Question

A shopkecper sold 12 cameras at a profit of \(20 \%\) and 8 cameras at a profit of \(10 \%\). If he had sold all the 20 cameras at a profit of \(15 \%\), then his profit would have been reduced by Rs. 36. What is the cost price of each camera? (a) 100 (b) 150 (c) 180 (d) 220

Short answer

Answer: Rs. 180

Step-by-step solution

Calculate the actual profit

Let's first find out the actual profit the shopkeeper made by selling 12 cameras at 20% profit and 8 cameras at a 10% profit. Let the cost price of each camera be x. The total cost price of 20 cameras would be 20x. Profit on 12 cameras = (20% of x) * 12 Profit on 8 cameras = (10% of x) * 8 Now, add the profit on both sales: Total actual profit = (20% of x) * 12 + (10% of x) * 8

Calculate the hypothetical profit

Now, we need to find the profit the shopkeeper would have made if he had sold all the 20 cameras at a profit of 15%. To do this, we will multiply the 15% profit by the total cost price: Hypothetical profit = (15% of x) * 20

Find the difference in profits and set up the equation

According to the problem, the actual profit was Rs. 36 more than the hypothetical profit. Therefore, we can set up the following equation: Total actual profit - Hypothetical profit = 36 Substituting the expressions we found in Steps 1 and 2: ((20 \% of x) * 12 + (10 \% of x) * 8) - (15 \% of x) * 20 = 36

Solve the equation

Now, we'll solve the equation for the cost price of each camera, x: (0.20x * 12 + 0.10x * 8) - (0.15x * 20) = 36 2.4x + 0.8x - 3x = 36 0.2x = 36 Divide both sides by 0.2: x = 180 So, the cost price of each camera is Rs. 180, and the correct answer is (c) 180.

Key concepts

Cost Price Calculation

When dealing with problems related to profit and loss, calculating the cost price is essential. Cost price (CP) is the original amount paid for an item before any profit or loss occurs. In this exercise, we are given the task to find the cost price of one camera when sold under different profit scenarios.

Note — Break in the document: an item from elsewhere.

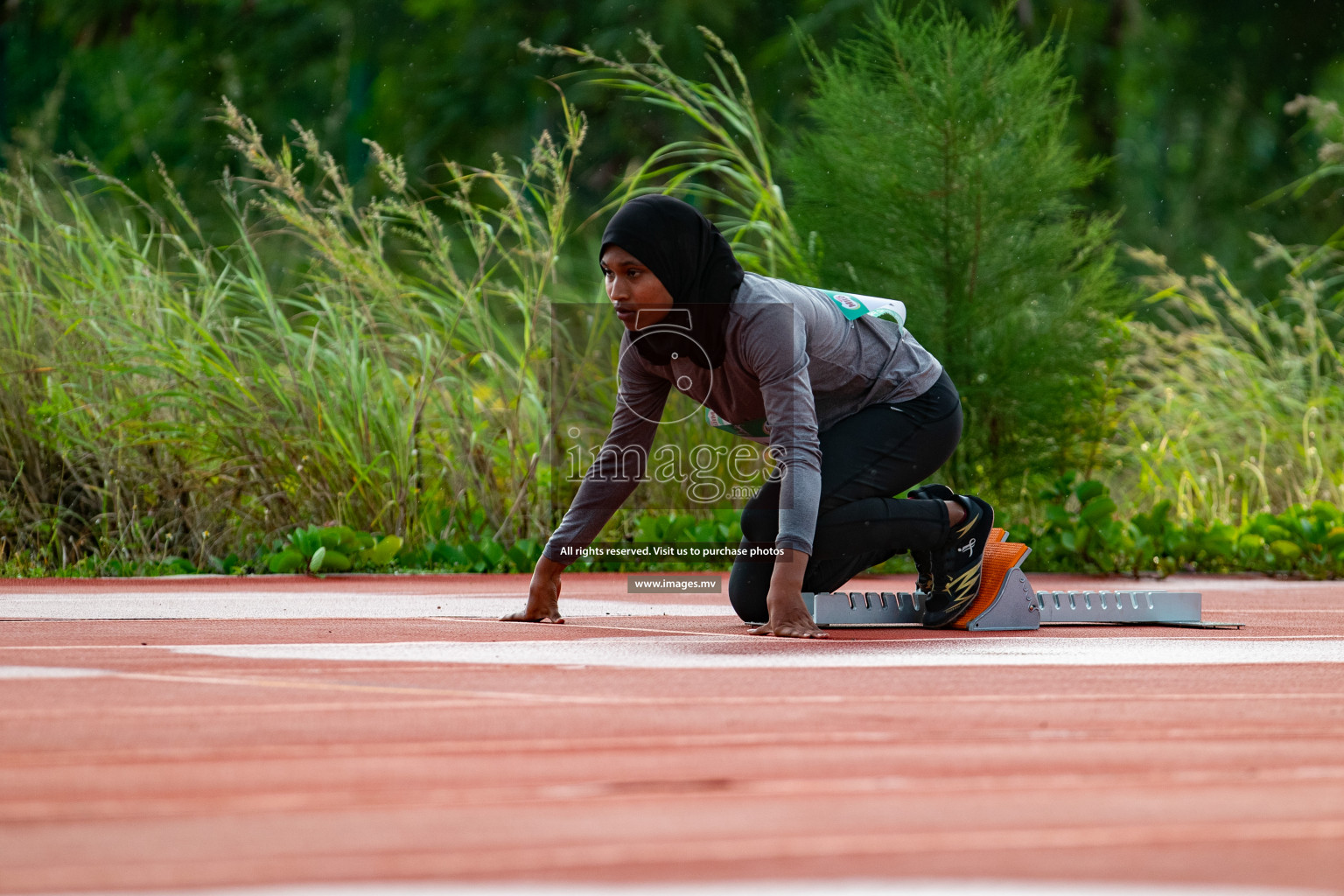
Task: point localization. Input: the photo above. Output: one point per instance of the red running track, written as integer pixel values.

First, identify the total cost price when the shopkeeper buys multiple items. In this problem, if the cost price of each camera is assumed to be \( x \), then the total cost price for 20 cameras is simply \( 20x \). This simple multiplication step forms the basis for computing profits made from these cameras.

Once you have the total cost price, you can move on to calculating individual profits or losses which are percentage-based calculations over this base cost price.

Percentage Profit

Percentage profit is a measure that indicates how much profit or loss is obtained as a percentage of the cost price. It allows the comparison of profitability across different transactions. To calculate percentage profit, use the formula:

• Percentage Profit = \( \frac{\text{Profit}}{\text{Cost Price}} \times 100\% \)

In the original exercise, profit percentages for different batches of cameras are provided. For instance, a 20% profit means that the profit made is 20% of the cost price of those cameras.

For each camera sold at different rates, this percentage helps calculate the actual profit made. For instance, the profit from selling 12 cameras at a 20% profit rate is \( (0.20 \times x) \times 12 \). Calculating this for both sets of camera sales gives the actual profit derived from all cameras sold.

Equations in Profit and Loss

To solve profit and loss problems effectively, equations are essential, especially when comparing scenarios. You set up equations to encapsulate all given conditions and solve for the unknown variable, which in this case was the cost price \( x \) of each camera.

From our problem, there are two profit scenarios. First, actual profits from selling cameras at 20% and 10%, and second, the hypothetical scenario of selling all at 15%. By representing each profit scenario as an equation, you establish the basis to find the cost price.

• Equation for actual profit: \( (0.20x \times 12 + 0.10x \times 8) \)
• Equation for hypothetical profit: \( 0.15x \times 20 \)

The difference given (Rs. 36) allows us to construct a single linear equation based on these expressions:
\[ (0.20x \times 12 + 0.10x \times 8) - (0.15x \times 20) = 36 \]
By solving this equation, we derive the cost price \( x \) as Rs. 180, reinforcing the value of algebraic methods in profit and loss scenarios.